Friday, September 16, 2016

Unexpected in September

Last week I went into a meeting with Pepper's school counselor. We were going to discuss his 504 plan, which provides accommodations for his ADHD and for his giftedness. My little guy has been struggling with some pretty intense anxiety the last few months, too, we were going to add some other accommodations as well.

And then came the words I never expected to hear: Pepper has a really unique combinations of quirks and struggles. Have you talked to his doctor about a, b, and c?

A: Pepper is unable to engage in meaningful conversation with his peers unless it is about a topic he is well-versed in. In other words, Pepper lacks some very fundamental social skills, the main being the ability to understand the give and take of normal conversation. This means he has incredible difficulty making friends.

B: Pepper seems unable to integrate the sensory information from his environment. He has to wear noise-canceling headphones in order to work in class. He has to chew on a sensory necklace in order to keep from eating his school supplies. He has to sit on a yoga ball in class to keep from falling out of his chair repeatedly during the day. He has very strong food aversions...all texture related. He also has an extremely low pain threshold. He is easily overwhelmed by all of this and melts down frequently.

C: Pepper has a brilliant mind. He has a photographic memory, a vocabulary that surpasses mine (not exaggerating), and incredible mathematical skills. He is also a speed reader.

As the counselor pointed our A, B, and C, everything just kind of came into focus. All of a sudden, I looked at Pepper and was able to see what the counselor couldn't say.


After a phone call to Pepper's old pediatrician (who was his doctor from when Pepper was 3 until our move in June), I scheduled an appointment with Pepper's new pediatrician. I filled out some paperwork. The doctor talked extensively with Pepper and with me. And we concurred. Pepper is on the autism spectrum.

As I look back at his life, I'm able to see it, and I can't believe I missed it. The signs have been there since he was a toddler. But somehow I missed it.

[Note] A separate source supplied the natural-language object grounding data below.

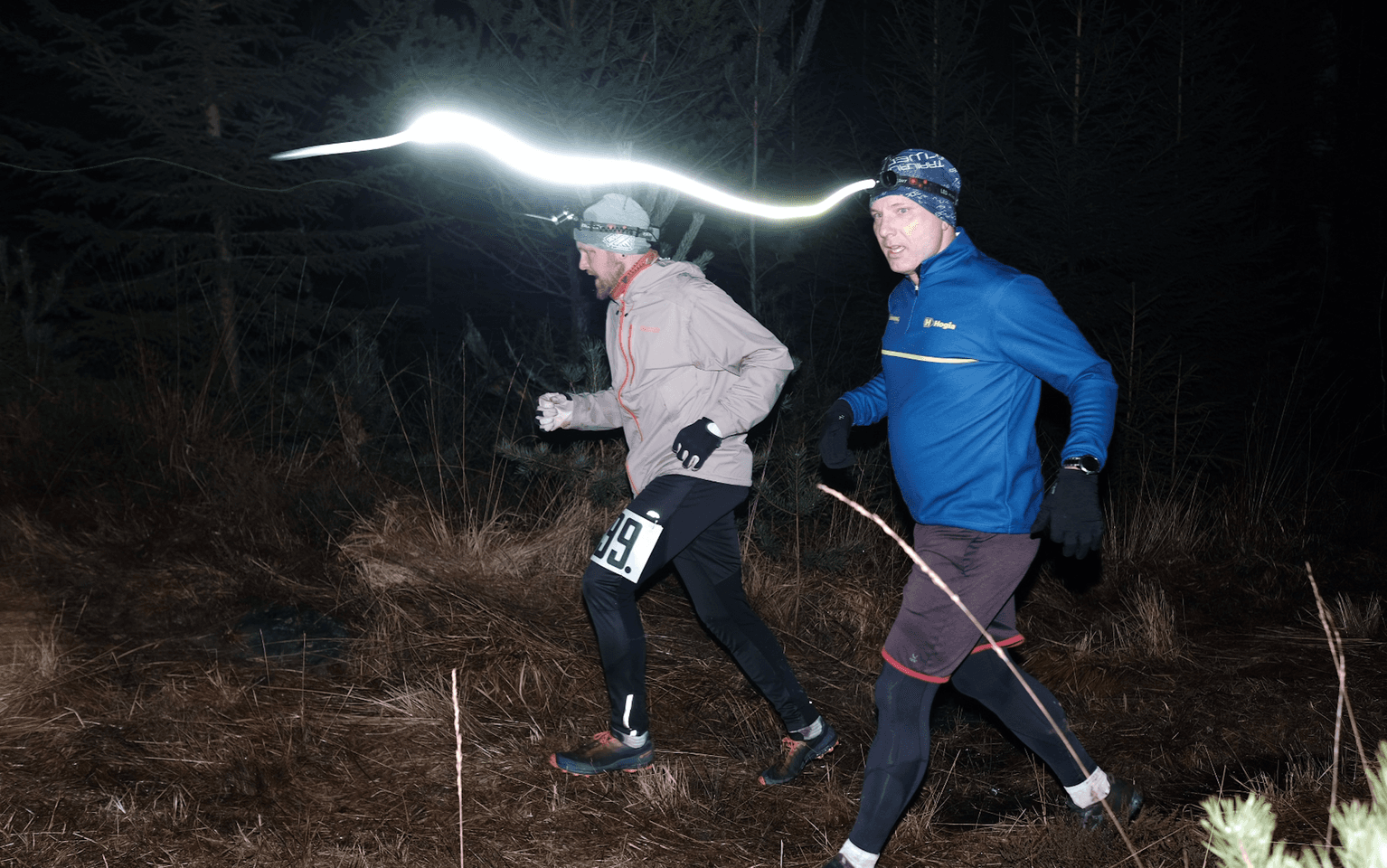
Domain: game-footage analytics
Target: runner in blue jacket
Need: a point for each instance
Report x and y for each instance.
(967, 343)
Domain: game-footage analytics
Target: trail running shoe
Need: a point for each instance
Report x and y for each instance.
(600, 753)
(797, 755)
(1125, 799)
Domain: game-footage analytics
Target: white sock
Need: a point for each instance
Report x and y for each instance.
(812, 731)
(857, 857)
(1092, 790)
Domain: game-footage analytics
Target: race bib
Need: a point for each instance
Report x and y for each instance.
(627, 545)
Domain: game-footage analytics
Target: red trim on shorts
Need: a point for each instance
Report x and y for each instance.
(906, 670)
(1010, 642)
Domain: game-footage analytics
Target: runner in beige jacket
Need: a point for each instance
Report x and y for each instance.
(691, 374)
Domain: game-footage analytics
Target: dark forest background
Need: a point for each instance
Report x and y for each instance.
(1197, 184)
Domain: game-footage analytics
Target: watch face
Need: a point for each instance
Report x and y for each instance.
(1085, 462)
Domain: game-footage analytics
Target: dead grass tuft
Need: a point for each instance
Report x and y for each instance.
(1148, 626)
(1358, 620)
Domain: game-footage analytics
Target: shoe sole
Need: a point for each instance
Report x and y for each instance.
(810, 759)
(553, 760)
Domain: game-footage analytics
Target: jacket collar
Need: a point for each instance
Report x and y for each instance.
(625, 283)
(958, 250)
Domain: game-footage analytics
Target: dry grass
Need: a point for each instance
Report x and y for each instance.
(137, 732)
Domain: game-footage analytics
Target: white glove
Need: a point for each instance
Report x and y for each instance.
(555, 410)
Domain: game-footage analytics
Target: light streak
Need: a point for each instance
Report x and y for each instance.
(455, 127)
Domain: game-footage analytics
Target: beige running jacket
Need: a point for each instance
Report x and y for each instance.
(680, 350)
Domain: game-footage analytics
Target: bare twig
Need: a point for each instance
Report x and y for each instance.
(457, 737)
(1336, 652)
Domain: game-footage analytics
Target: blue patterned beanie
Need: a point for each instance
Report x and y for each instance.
(922, 176)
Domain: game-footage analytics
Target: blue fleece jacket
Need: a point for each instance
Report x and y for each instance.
(961, 359)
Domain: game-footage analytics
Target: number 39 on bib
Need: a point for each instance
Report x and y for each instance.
(627, 545)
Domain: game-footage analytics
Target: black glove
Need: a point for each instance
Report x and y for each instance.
(1071, 511)
(833, 442)
(695, 442)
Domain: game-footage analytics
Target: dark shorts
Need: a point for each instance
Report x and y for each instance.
(931, 637)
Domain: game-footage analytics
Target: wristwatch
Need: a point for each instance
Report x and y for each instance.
(1085, 463)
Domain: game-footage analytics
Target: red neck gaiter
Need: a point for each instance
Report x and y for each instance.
(644, 262)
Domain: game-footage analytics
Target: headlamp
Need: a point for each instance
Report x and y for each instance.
(891, 179)
(651, 234)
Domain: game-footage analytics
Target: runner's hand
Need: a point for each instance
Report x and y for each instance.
(1071, 511)
(833, 442)
(695, 442)
(555, 410)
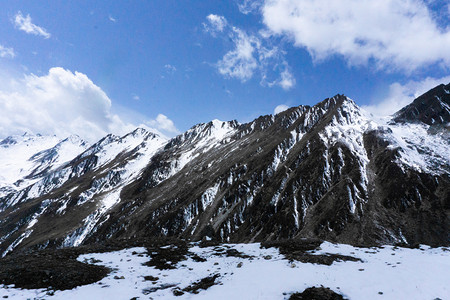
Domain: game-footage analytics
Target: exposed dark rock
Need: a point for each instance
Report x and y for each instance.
(294, 175)
(300, 250)
(202, 284)
(316, 293)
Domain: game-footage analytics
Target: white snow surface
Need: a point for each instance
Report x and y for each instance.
(385, 273)
(16, 157)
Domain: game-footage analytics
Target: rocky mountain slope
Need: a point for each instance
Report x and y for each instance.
(327, 171)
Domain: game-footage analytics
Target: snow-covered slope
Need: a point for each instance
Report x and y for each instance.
(383, 273)
(26, 158)
(330, 171)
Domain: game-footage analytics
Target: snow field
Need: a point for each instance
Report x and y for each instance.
(384, 273)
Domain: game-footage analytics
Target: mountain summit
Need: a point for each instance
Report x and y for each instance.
(326, 171)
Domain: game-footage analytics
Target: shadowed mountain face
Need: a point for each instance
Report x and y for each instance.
(324, 171)
(431, 108)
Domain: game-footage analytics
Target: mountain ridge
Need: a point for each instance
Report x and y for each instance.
(325, 171)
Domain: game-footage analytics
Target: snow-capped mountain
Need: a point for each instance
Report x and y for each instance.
(330, 171)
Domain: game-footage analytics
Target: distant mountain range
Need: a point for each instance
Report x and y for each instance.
(330, 171)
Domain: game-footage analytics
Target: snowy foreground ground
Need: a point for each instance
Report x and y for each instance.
(384, 273)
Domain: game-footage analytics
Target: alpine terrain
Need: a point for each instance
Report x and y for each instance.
(330, 171)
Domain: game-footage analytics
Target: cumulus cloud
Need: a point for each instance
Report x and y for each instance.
(60, 103)
(215, 24)
(164, 124)
(400, 34)
(7, 52)
(170, 68)
(401, 95)
(240, 63)
(249, 6)
(25, 24)
(280, 108)
(252, 54)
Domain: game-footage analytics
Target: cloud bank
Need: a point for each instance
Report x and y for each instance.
(398, 34)
(252, 54)
(7, 52)
(25, 24)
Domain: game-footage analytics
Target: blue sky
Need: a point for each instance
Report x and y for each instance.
(172, 64)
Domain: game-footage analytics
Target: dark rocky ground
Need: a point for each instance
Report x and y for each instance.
(302, 250)
(316, 293)
(58, 269)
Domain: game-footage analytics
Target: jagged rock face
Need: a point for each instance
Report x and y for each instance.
(325, 171)
(431, 108)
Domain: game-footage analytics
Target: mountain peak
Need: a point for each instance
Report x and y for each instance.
(431, 108)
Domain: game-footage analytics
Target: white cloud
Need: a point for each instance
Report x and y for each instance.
(60, 103)
(249, 6)
(164, 124)
(7, 52)
(253, 53)
(287, 80)
(240, 62)
(401, 95)
(25, 24)
(280, 108)
(399, 34)
(215, 24)
(170, 68)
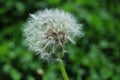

Pepper has been a hot mess at school. He's anxious all the time. He's frustrated all the time. He's in the clinic and the counselor's office every day. He's performing poorly on schoolwork, which is NOT normal for him. He has had physical anxiety symptoms like crazy, too. Matt and I talked briefly and prayed briefly. The answer was very obvious: time to homeschool Pepper.

Today I withdrew him from school and ordered a bunch of curriculum. I assured the school it has nothing to do with them, and everything to do with the needs of my son. He's going to be getting occupational therapy and cognitive behavioral therapy to help him with the symptoms of his autism and anxiety. Not having to pull him out of the classroom for therapy will be greatly to his advantage. And because Pepper is so brilliant, I'm going to be able to provide him with learning opportunities that will match his love of learning and his high intelligence.

On one hand, I'm sad because autism is kind of a big deal, and not what I was expecting. On one hand I'm glad, because now I understand him better and can meet his needs better. And if I had three hands, I'd also add that I'm excited because he's going to thrive as a homeschooler.


1 comment:

Jeanne Fitzgerald said...

Your son might like the website Art of Problem Solving for math. It's for kids who are advanced and capable in math. The site offers online classes (which you have to pay for), and videos and a problem-solving game called Alcumus (which are free). All the instructors have Ph.D.s in mathematics. The classes are at a higher level and ask for more mathematical reasoning than students would normally get in school.

My grandson (who seems similar in many ways to your son) has taken three courses from them: Number Theory (his favorite), Counting and Probability, and Algebra A. He has enjoyed them all.

If your son decides to play the Alcumus problem-solving game (where you earn points, achievements, and quests), he might like to be an online Alcumus friend with my grandson.